The success of a novel approach of using a free nipple graft with a skin-envelope reducing mastectomy and immediate expander-based reconstruction is reported, showing >90% nipple graft viability. The use of the free nipple graft allows women with ptosis to undergo nipple-sparing mastectomy with a tissue expander approach with preservation of their nipple–areolar complex. This approach may allow more women to save their native nipple–areolar complex and decrease the number of procedures to complete reconstruction. In our study, the recipient free nipple graft bed was the skin flap supported initially by a retropectoral reconstruction. The vascularity of the pectoral muscle initially fueled confidence for this approach. With the uptake of prepectoral reconstruction, given our initial success, we continued with the free nipple graft technique cautiously. Sixty-four percent of patients included in this analysis underwent prepectoral reconstruction. In the current approach, the mastectomy skin flap is separated from the pectoralis muscle and instead rests on acellular dermal matrix, but this did not result in a compromise in our outcomes. Disclosing the risk for hypopigmentation and projection loss common to this technique is critical to informed consent. We have found tattooing useful tool for pigment replacement. The alternative approach of primary breast reduction with planned delayed nipple-sparing mastectomy is associated with greater preservation of these elements and useful when complete extirpation of the cancer, axillary staging, and adjuvant therapy are not required. However, in the setting of cancer, our approach allows complete removal of the breast, axillary staging, and first-stage reconstruction with preservation of the nipple–areolar complex in a single setting. As mastectomy flap techniques improve, direct to implant-based single-stage reconstruction may be possible.

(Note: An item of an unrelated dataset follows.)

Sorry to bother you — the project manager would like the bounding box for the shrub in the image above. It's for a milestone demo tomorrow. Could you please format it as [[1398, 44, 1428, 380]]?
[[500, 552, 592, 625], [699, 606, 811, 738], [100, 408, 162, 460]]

Our findings suggest that nipple-sparing mastectomy using the novel free nipple graft technique with implant reconstruction is not only oncologically safe but also has low rate of nipple graft loss. Despite using a skin flap backed by acellular dermal matrix as the recipient bed, comparable if not decreased risk of postoperative complications were encountered. The results of this study support utilization of the free nipple graft technique for women with breast cancer undergoing mastectomy.